Klik op "Basisinstellingen" onder het tabblad "Draadloos". Stel de "Draadloze modus", "Draadloze netwerkmodus", "Draadloze netwerknaam (SSID)" en "Draadloos netwerkkanaal" allemaal in op dezelfde instellingen als op de eerste router. Klik op de knop "Instellingen opslaan" om te voltooien.

Stap 5

Klik op "Beveiliging" onder "Draadloos" en stel dit in op hetzelfde beveiligingstype en dezelfde sleutel als uw eerste draadloze router. Klik op de knop "Instellingen opslaan" om te voltooien.

Stap 6

Klik op "WDS" onder "Draadloos" en stel de eerste vervolgkeuzelijst in op "LAN". Voeg in de volgende velden het MAC-adres van uw eerste draadloze toegangspunt toe.

Stap 7

Klik op "Basic Setup" onder het tabblad "Setup" en stel de DHCP-server in op "Disable". Klik op de knop "Instellingen opslaan" om te voltooien.

Stap 8

Log in op de eerste draadloze router. Typ het MAC-adres van uw WRT54GS in het eerste veld van de WDS-instelling. Stel het interfacetype in op "LAN". Deze stap kan enigszins variëren, afhankelijk van het type en model van uw eerste router.
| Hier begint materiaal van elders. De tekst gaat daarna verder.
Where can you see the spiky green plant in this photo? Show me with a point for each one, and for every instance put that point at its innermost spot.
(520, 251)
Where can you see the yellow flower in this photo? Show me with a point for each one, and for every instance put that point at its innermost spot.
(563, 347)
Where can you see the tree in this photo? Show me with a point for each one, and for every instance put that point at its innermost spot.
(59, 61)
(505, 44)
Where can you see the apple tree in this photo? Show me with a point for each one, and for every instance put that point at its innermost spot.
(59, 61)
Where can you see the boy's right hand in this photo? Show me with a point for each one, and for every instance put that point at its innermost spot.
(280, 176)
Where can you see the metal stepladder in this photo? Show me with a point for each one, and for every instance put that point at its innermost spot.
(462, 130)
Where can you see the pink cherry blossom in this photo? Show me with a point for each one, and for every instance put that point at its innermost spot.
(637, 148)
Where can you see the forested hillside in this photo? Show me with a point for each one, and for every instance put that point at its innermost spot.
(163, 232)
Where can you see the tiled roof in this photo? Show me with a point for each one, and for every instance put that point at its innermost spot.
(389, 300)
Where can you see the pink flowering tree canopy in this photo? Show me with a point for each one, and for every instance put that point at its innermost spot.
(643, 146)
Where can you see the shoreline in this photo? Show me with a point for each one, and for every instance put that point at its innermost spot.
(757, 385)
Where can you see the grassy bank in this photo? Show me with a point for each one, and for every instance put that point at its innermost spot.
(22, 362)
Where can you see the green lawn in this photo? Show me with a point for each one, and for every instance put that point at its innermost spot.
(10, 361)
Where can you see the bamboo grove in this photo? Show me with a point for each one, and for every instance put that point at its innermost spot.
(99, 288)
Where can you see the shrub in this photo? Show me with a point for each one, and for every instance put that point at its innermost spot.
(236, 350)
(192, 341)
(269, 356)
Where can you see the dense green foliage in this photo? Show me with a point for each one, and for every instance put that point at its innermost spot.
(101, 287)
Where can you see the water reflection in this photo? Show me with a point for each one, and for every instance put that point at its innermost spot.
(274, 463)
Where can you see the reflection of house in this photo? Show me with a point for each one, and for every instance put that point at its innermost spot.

Wijzig het IP-adres van uw netwerkadapter van statisch in dynamisch en test de verbinding. De beste manier om de verbinding te testen, is door een "ping" -opdracht te geven aan zowel het eerste als het tweede IP-adres van de router. Open een opdrachtvenster en typ "ping [IP-adres]" zonder aanhalingstekens, waarbij [IP-adres] het adres van de router is. Zie bronnen voor meer informatie over het geven van een "ping" in Windows.